Le Maroc, en tant que pays d’Afrique du Nord, constitue aux portes de l’Europe, l’un des lieux les plus pertinents de l’architecture de terre , comme en témoignent ses villes dites impériales, ses forteresses et ses casbahs, véritables œuvres d’art et d’une valeur patrimoniale indiscutable, que des hommes anonymes ont érigé à travers l’histoire, une architecture sans architectes, mieux dit une architecture vernaculaire, longtemps oubliée par la modernité, et qui avait ses propres valeurs, tant esthétiques que fonctionnelles. C’est une architecture qui ne passe pas par la tête, ni les plans d’un concepteur et les maisons sont construites par leurs propres habitants.
Le concept d’architecture de terre  en berbère s’appelle tabut, déformation de  tabia en arabe, terme probablement phénicien d’où provient sans doute le mot pisé, il est lié à une construction en terre anonyme et préindustrielle, fruit de sagesse populaire collective : (auto-construction), qui selon l’ethnographe berbériste français Laoust : « l’ architecture de terre  aurait été importée de la péninsule ibérique, bien qu’il semble plus logique de penser que les Ibères comme les Berbères ont appris cette technique de construction des Phéniciens. »
L’architecture en terre crue est omniprésente dans le sud du Maroc : une zone de vallées désertiques et d’oasis où abondent les forteresses de couleur ocre, construites par les maalems avec cette technique vernaculaire qui utilise la terre comme un matériau de construction. Ledit matériau  nécessaire à la construction d’une casbah  ou d’un Ksar  se trouve dans la région et, généralement, très proche du lieu où l’on travaille. L’élément de base est la terre, la pierre n’est généralement pas loin, à cela s’ajoutent la paille et le bois.
L’architecture de terre crue atteint son apogée à l’époque d’Al-Andalous et constitue l’une des manifestations les plus ingénieuses et les plus vitales de l’art de la construction de la fin du Moyen Âge, elle s’enracine en Espagne dans l’architecture vernaculaire de laquelle elle exerce son influence plus ou moins voilée, jusqu’à pratiquement nos jours.
Nous suivrons la description de la construction en terre, mentionnée par le pénétrant sociologue et historien andalou Ibn Jaldun dans ses Muqqadima (prolégomènes) de la main de l’arabisant José Miguel Puerta Vílchez qui l’a si gracieusement expliqué dans ce livre lumineux édité par Akal et intitulé : Histoire de la Pensée, esthétique arabe ! Al-Andalous et esthétique arabe classique !

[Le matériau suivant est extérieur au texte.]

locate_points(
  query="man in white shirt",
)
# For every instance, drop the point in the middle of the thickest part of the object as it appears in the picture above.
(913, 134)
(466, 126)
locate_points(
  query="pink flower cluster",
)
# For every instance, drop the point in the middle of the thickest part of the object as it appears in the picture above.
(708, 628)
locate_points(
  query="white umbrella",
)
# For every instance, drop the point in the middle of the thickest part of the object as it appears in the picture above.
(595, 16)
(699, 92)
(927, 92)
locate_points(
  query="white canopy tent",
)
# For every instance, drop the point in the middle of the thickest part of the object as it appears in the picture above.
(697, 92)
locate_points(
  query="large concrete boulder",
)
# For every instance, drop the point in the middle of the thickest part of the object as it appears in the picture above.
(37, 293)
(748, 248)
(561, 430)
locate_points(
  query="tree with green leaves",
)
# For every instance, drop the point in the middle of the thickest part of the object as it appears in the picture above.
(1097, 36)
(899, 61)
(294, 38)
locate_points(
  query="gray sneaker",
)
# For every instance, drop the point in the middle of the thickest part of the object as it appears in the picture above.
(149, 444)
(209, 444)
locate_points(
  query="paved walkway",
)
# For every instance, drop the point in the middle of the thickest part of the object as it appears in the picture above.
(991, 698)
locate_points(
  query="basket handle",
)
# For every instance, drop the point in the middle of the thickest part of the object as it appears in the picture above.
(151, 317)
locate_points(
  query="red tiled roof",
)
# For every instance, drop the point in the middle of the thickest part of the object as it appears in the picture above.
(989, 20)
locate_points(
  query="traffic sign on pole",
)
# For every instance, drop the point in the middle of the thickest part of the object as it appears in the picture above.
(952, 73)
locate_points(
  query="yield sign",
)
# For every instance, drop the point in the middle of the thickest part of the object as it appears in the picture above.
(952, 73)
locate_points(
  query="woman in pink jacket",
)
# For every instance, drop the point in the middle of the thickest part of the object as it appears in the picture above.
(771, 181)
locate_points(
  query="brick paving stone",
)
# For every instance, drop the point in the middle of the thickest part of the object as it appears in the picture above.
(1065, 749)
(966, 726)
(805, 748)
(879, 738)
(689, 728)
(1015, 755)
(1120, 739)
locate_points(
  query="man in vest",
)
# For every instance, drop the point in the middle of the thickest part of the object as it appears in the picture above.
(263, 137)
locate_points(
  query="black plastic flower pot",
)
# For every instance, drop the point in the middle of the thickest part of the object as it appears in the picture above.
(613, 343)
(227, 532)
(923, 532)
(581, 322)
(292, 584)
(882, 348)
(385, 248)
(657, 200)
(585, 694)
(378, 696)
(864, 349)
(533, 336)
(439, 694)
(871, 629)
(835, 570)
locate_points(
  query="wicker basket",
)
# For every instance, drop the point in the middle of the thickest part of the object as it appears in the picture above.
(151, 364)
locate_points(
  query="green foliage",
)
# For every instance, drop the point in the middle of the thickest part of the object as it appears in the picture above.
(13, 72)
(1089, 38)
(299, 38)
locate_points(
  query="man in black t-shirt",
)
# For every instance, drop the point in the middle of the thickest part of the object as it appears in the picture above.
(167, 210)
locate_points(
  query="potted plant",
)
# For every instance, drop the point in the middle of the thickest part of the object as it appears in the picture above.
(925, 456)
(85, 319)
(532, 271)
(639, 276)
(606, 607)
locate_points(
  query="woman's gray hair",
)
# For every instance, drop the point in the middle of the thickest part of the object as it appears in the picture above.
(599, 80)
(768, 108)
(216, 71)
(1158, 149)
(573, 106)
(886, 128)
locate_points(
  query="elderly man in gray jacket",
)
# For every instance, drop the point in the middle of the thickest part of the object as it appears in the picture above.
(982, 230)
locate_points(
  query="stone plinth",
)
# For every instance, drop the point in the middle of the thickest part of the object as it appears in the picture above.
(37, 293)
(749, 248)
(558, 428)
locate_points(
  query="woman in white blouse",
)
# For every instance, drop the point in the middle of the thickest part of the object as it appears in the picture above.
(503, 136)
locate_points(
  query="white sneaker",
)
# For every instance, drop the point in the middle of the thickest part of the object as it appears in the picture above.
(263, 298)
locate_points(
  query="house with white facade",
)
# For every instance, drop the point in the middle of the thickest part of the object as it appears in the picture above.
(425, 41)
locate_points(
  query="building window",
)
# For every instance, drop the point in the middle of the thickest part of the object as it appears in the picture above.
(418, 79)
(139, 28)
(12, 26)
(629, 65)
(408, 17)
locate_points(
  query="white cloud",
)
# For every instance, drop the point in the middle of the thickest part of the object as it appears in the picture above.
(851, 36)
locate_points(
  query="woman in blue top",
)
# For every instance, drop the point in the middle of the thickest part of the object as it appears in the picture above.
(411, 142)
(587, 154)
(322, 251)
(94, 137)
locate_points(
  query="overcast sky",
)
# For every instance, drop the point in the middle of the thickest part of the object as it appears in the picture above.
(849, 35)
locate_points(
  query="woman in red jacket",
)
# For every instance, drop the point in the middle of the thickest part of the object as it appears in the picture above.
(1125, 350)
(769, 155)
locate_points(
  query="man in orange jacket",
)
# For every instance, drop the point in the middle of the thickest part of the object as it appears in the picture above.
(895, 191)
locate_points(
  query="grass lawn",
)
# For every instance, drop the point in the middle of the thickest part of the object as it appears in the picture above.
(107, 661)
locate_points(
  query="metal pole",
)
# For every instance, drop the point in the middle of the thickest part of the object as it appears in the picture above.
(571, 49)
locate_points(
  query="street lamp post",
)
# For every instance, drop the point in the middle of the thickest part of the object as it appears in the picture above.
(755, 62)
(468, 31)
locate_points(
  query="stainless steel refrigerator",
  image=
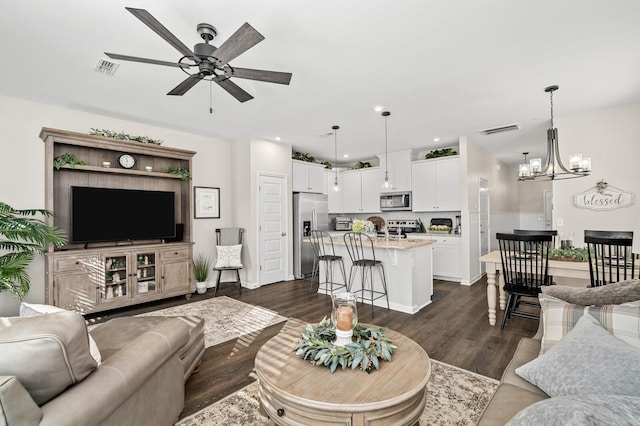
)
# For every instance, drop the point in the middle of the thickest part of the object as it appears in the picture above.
(310, 212)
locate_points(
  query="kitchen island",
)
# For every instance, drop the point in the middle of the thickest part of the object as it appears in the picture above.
(408, 268)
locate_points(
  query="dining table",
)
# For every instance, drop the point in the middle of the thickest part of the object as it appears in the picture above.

« En ce qui concerne les techniques de construction spécifiques, l’auteur de la Muqqadima mentionne ce qui suit : a) construction de murs avec des pierres taillées ou avec des briques (ayyur) soudées avec de la boue (Tin) et de la chaux (Jir) qui adhèrent comme s’ils n’étaient qu’un corps ; b) construction des murs en terre (Turab) en prenant une paire de planches dont la longueur et la largeur varient selon les coutumes et qui sont remplies de terre et de chaux jusqu’à ce qu’elles prennent forme et que les planches soient enlevées ; ce système s’appelle (tabiya) et l’artisan qui le travaille s’appelle Tawwab ; c) recouvrir les murs avec de la chaux après avoir été traité ; d) construction du toit (Saqf) en utilisant des poutres et d’autres matériaux afin de couvrir les espaces laissés entre les murs finissant par le badigeonner avec un système similaire au badigeonnage des murs. Tous ces détails techniques qu’offre Ibn Khaldoun, aussi schématiques soient-ils, sont intéressants par la clarté avec laquelle il les explique, par le vocabulaire technique qu’il propose et parce qu’ils répondent à des techniques de construction encore observables dans les vestiges archéologiques qui nous sont parvenus d’Al-Andalous et d’autres pays islamiques ».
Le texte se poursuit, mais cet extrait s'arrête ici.